Fr Andrew Phillips (2003), in the foreword to a reprint of Barnes’ Views of Labour and Gold

Nice piece in the (London) Guardian yesterday about William Barnes. Nothing about Wessex though, the place that Barnes himself revived in 1868, after centuries when the word was seemingly only used by historians.

The journalist seems to think that Barnes can be promoted as the English equivalent of Robert Burns. The Wessex equivalent, fine, with Barnes Night (22nd February) an established tradition in parts of Dorset and now spreading further afield. But a national poet for England? A poet who wrote in the Wessex dialect? No doubt the London hacks will all want his poems translated first before they read them. Can’t be having them in wurzelly, ‘inaccessible’ language now, can we? Dorset dialect is dead, implies the article. Maybe, in the trendy parts where hacks hang out. They really do need to mix a bit more.

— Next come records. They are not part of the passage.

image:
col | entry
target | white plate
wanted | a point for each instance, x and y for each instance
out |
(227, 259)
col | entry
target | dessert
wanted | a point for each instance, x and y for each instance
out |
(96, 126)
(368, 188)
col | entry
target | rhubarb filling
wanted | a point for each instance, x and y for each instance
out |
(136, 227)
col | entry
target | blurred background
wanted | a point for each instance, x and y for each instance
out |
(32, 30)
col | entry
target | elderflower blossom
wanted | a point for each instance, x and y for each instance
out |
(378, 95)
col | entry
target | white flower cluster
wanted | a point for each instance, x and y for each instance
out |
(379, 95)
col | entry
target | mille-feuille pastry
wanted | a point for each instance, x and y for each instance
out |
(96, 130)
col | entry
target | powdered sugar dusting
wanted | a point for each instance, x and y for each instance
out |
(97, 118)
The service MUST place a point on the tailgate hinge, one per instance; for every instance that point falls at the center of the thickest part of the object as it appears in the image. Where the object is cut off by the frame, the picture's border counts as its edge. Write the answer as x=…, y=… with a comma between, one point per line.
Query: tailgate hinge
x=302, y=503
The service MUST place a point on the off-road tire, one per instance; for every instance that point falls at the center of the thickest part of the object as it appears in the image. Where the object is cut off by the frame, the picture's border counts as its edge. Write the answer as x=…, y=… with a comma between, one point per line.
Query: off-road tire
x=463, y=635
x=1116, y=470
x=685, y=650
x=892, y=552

Perhaps national poet isn’t too far-fetched. For Fr Phillips, Barnes “is someone of whom not only Wessex should be proud, but all England, and indeed one whose vision is today of global importance.” Yet we do think Wessex is something other than just another name for England. East Anglia, Mercia and Northumbria are not fictional places whose inhabitants have no legitimate opinions, nor great poets of their own to proclaim. Besides, to see Barnes purely as a poet would be to belittle the man, who should be remembered for many talents.

Views of Labour and Gold, first published in 1859, is a treatise on political and moral economy that deserves to be read everywhere, but especially in Wessex, from where its wisdom arose. It speaks prophetically against the powerbrokers in London and beyond, of ‘Saxon Economics’, and reminds us that work and money are our servants, not our masters. It’s not just for fans of Dorset, or local historians, but definitely for Wessex Regionalists too.